Since Brexit completed in January 2020 and the global lockdown of March 2020, executives throughout the UK have faced an ever-changing trading and working environment. Some could not have envisaged the scale of the advantages, while others experienced quite the opposite. Having lived through such a turbulent trading and working environment for nearly three years, what should executives focus on in 2023? How should they prepare their organisations and engage with clients for the coming year?
Strategy teams and external advisers will have reviewed: past performance, trading conditions and economic forecasts, then created scenarios for executives to consider. Executives and leaders must face the challenge of maintaining the gains or completing the critical activities that have emerged in the past three years. These extremes create turbulence in the employment pool; some are aiming to benefit while others are searching for stability. Every sector is experiencing recruitment and retention difficulties. Employers must have a clear plan for the organisation beyond the next two or three years if they are to attract the right people.
This scale of disruption is unprecedented in our 50 years of experience as advisors. When chaos ensues, leadership and management competence come to the fore. Military history has shown time and again that training and processes will get you through the difficult scenarios. However, public and private sector organisations achieve economic stability by satisfying customer demand and with market forces being so disrupted, decisions must be owned by the business leaders.

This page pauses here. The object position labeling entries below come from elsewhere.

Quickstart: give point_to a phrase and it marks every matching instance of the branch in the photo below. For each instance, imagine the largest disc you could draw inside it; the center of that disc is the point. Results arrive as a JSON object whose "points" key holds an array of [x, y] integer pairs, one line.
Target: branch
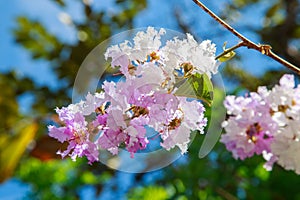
{"points": [[263, 48]]}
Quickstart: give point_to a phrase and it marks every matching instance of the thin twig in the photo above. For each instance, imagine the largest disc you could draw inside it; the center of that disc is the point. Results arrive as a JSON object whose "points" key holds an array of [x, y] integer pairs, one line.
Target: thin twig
{"points": [[230, 50], [264, 49]]}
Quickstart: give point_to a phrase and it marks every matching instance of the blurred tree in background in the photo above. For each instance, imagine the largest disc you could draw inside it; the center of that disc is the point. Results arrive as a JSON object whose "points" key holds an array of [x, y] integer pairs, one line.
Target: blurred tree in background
{"points": [[26, 152]]}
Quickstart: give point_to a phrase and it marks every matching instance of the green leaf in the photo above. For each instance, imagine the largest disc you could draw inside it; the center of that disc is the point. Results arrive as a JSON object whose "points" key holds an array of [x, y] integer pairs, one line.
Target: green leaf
{"points": [[227, 56], [197, 86]]}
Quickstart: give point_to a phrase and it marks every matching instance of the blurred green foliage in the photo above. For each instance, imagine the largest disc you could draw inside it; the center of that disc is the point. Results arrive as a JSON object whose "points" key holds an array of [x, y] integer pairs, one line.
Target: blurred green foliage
{"points": [[217, 176]]}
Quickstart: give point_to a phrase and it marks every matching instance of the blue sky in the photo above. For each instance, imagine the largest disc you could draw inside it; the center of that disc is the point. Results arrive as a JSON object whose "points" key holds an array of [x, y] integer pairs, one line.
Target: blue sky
{"points": [[15, 57]]}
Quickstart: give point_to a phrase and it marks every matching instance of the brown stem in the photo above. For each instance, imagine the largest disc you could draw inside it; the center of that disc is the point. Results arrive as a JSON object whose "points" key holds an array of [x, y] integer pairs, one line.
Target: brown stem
{"points": [[230, 50], [264, 49]]}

Executives require a deep understanding of the business and market; they should be supported, not led, by external experts.
The leadership needs to exude confidence in the decisions it has made. They need the competence to articulate the plan they want to achieve and to be open about the challenges ahead. Some companies have a very exciting future, but others must tread a very difficult road. Regardless of your business’s outlook, it must share the leadership’s common goal and vision.
In this volatile market, whether you are reaching new heights, or struggling with survival you must constantly consider:
- What are the top three goals that everyone in the business understands?
- Do we need all the resources and are they used effectively?
- Are the working arrangements today appropriate for the business success tomorrow?
- Are change activities achievable and do they support the previous three points?
Whatever you do in 2023, it should be another building block on the superb success you have achieved or a new cornerstone for the future. There is no value in tinkering while the boat is going down and it is risky to ignore an aggressive attack on a product or service. Both ends of the spectrum are difficult to manoeuvre from, but if you are in the middle, which way do you want to go?